4. The Supreme Court challenge: Immediately after the ACA's passage, opponents launched a legal attack that was taken seriously by the courts, shocking most legal scholars. And by the time the Supreme Court heard the challenge, the odds were that the court would gut the key provision of the law that enabled insurance to be affordable to individuals. But Chief Justice John Roberts saved the day -- and much of the court's credibility.
5. The 2012 election: If the Senate had gone Republican in 2012, as was widely predicted, and Mitt Romney had been elected, Obamacare would have been repealed. Instead, the ACA emerged with a new electoral mandate.
6. Government shutdown and congressional repeals: I hesitated to put the 50 or so Republican votes to repeal the law, culminating in the government shutdown in the fall of 2013, on the list, only because of President Obama's veto pen. But even if the ACA always had the presidential veto as armor, the barrage of repeal missiles has got to be counted. Sen. Ted Cruz (R-Texas) led the government shutdown before health insurance enrollment opened up because, as he said, "no major entitlement has ever been implemented and then unwound."
7. Healthcare.gov: And then, with the disastrous launch of the website to enroll people in health care, Ted Cruz appeared to have gotten his wish fulfilled.
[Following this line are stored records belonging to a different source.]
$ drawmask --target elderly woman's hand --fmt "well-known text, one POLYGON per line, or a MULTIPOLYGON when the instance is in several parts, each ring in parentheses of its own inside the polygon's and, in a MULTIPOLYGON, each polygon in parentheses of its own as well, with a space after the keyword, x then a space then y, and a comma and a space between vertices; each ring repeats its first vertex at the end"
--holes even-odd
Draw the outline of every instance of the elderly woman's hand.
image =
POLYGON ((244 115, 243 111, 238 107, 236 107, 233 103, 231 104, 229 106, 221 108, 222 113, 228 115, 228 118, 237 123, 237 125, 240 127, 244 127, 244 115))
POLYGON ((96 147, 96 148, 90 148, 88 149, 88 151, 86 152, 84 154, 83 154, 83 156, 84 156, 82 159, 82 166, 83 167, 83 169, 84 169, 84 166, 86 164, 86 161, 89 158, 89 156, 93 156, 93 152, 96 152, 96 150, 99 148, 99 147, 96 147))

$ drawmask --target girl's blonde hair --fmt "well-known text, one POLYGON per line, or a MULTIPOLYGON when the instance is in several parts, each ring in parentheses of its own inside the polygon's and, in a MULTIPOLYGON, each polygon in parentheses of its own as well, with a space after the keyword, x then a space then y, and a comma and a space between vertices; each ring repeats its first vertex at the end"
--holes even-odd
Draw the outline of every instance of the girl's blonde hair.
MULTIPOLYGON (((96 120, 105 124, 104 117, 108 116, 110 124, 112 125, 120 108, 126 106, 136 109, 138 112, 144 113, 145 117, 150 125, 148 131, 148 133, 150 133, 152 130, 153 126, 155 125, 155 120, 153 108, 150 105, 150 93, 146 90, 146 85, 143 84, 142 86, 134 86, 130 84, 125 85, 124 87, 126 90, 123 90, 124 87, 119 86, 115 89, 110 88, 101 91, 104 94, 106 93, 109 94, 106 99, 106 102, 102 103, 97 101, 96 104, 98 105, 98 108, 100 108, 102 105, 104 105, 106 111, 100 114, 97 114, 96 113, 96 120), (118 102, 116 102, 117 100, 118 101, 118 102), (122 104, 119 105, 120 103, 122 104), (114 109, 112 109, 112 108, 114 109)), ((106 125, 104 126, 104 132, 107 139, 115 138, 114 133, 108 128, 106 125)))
The ACA might not have been legally dead, but much of it was functionally comatose. Then the administration resuscitated the website, and millions were enrolled and started benefiting from the coverage. It looked like, As Cruz feared, the ACA was here to stay.
8. Supreme Court redux: That is, until the Supreme Court agreed to hear a desperate, last-minute challenge to ACA's subsidies for millions of newly enrolled people in the King v. Burwell case. Could this be like one of those movies where the soldier survives the war only to be killed by a bullet on his way home, fired by an enemy that hadn't heard the war was over?
The news reports of the oral arguments yesterday were encouraging, particularly Justice Kennedy's raising of a constitutional issue with the plaintiffs' case. And there are a host of other legal reasons to believe that the lawsuit is groundless. But then it did get this far. The opponents have been relentless. They haven't gotten the message that the war is lost.
In June, we'll find out if the ACA is the cat with nine lives. Easy to laugh at, if not for the fact that the actual lives of millions of people who rely on the law for lifesaving health care are at stake.